With the Rainbow Cup set to commence on Friday evening, Alan Quinlan did not hide his frustration with how the competition has been structured on OTB AM.
After the South African clubs set to participate in the maiden tournament were forced to pull out earlier this week due to travel restrictions, Alan Quinlan is struggling to see the point of the Rainbow Cup.
Initially sold for its unusual cross-hemisphere appeal, there will now be northern and southern editions of the competition without any real end-point in sight.
"Do you know what frustrates me most about this," he explained on Friday's show, "we have three rounds of fixtures and then where do we go from there?

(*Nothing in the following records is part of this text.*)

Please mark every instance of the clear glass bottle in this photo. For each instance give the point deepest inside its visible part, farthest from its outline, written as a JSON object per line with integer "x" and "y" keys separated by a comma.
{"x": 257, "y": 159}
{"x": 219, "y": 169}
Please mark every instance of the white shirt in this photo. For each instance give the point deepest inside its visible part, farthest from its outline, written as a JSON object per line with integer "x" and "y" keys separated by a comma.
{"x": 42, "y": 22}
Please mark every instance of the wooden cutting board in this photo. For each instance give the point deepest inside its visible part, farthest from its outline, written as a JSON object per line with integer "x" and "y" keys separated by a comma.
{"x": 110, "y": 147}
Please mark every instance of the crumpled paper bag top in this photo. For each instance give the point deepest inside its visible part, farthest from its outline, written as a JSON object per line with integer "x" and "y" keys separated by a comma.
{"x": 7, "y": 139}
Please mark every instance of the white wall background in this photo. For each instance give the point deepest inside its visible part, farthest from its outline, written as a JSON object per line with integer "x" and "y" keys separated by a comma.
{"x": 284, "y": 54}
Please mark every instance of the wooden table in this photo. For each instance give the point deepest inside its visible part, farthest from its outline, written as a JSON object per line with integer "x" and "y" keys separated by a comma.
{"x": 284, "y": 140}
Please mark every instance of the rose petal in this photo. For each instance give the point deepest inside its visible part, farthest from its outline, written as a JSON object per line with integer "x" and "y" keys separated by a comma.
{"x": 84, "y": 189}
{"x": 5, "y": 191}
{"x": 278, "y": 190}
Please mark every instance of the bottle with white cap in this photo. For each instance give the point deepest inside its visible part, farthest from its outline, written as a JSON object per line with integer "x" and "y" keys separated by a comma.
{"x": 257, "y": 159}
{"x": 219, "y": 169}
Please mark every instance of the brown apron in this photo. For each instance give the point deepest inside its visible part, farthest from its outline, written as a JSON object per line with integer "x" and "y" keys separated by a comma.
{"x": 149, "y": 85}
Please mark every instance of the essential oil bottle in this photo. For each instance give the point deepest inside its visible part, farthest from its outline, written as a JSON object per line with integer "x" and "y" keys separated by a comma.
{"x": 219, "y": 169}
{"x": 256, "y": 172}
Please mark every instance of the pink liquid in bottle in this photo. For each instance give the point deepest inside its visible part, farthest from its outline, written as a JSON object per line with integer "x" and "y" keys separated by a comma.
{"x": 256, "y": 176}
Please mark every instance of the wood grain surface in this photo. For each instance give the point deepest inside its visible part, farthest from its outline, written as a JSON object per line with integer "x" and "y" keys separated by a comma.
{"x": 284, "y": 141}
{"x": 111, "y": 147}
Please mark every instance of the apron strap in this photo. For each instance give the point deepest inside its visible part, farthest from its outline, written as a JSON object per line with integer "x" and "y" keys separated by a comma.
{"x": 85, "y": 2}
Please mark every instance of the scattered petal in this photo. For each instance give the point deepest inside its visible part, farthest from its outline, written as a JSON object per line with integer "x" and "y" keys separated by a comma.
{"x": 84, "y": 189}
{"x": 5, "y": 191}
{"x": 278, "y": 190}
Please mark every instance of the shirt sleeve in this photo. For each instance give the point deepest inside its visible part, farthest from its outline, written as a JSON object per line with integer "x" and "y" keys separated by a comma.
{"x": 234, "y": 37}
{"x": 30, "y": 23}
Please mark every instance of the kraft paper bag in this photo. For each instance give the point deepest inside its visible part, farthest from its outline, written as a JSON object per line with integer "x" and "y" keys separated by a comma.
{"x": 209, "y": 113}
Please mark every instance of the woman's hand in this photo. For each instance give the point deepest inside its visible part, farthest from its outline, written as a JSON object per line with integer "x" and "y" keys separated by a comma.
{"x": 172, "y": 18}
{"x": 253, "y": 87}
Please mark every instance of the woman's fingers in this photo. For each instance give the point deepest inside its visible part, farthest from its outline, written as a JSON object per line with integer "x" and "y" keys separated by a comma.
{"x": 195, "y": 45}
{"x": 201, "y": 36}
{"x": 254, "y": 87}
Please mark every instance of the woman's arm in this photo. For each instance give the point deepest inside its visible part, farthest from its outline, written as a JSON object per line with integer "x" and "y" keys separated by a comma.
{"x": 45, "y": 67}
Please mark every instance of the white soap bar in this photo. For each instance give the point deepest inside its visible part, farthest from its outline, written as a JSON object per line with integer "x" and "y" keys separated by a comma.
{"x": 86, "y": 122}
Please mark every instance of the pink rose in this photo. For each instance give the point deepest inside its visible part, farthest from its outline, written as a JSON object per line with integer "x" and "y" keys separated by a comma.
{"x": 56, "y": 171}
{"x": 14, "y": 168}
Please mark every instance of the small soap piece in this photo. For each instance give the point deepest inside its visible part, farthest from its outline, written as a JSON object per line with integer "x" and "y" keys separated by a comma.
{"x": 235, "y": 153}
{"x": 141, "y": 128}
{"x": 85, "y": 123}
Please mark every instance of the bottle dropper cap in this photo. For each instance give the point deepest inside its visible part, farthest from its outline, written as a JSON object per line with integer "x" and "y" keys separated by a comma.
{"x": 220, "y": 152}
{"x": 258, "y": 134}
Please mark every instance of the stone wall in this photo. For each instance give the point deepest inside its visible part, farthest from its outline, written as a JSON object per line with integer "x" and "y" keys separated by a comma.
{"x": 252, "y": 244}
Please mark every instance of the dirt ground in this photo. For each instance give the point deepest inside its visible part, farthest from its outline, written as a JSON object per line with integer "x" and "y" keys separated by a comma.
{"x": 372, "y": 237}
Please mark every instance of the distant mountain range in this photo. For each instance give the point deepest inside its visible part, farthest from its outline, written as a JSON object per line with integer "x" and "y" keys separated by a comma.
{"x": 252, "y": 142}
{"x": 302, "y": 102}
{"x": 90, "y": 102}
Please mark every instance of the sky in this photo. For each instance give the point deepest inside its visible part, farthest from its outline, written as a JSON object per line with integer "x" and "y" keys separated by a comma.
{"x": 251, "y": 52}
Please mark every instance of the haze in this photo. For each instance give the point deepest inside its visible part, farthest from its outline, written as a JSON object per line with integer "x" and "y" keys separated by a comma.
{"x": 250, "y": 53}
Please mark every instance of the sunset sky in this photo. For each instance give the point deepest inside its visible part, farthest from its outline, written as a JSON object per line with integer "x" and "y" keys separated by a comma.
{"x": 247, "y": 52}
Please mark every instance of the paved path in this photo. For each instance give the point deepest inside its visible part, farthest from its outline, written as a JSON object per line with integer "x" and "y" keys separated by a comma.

"There have been three or four days for them to come out with some sort of a structure to say, this is what's going to happen. We've been told that there's going to be six rounds of fixtures and a final, but how does it work?
"Do you randomly pick who you play after the [inter-provincial] matches? There's a credibility issue."
The Rainbow Cup will commence with Connacht visiting Ulster and Zebre travelling to Edinburgh on Friday night. Following that, Irish interest will be drawn toward the clash between Leinster and Munster on Saturday.
Across the following two game-weeks, each Irish province will compete against one another. It remains unclear what will happen thereafter.
"Whoever loses in [the first round] could potentially be out of the running to win it," reasoned Quinlan. "The first games are tonight, so why haven't we got some structure?
"I know the Pro 14 have been blindsided a bit, but we have three [inter-provincial games] and nothing to talk about after that. There's 12 teams [in the northern] competition and three rounds of fixtures! Where to from there? How do you play six fixtures and then a final?"
Highlighting some potential solutions to the structural uncertainty, Quinlan ultimately feels that the Rainbow Cup has lost what excitement there had been surrounding it.
"Of course I'll be looking forward to the derby games for the first three rounds," he admitted, "because there's always an intrigue there from an Irish point of view.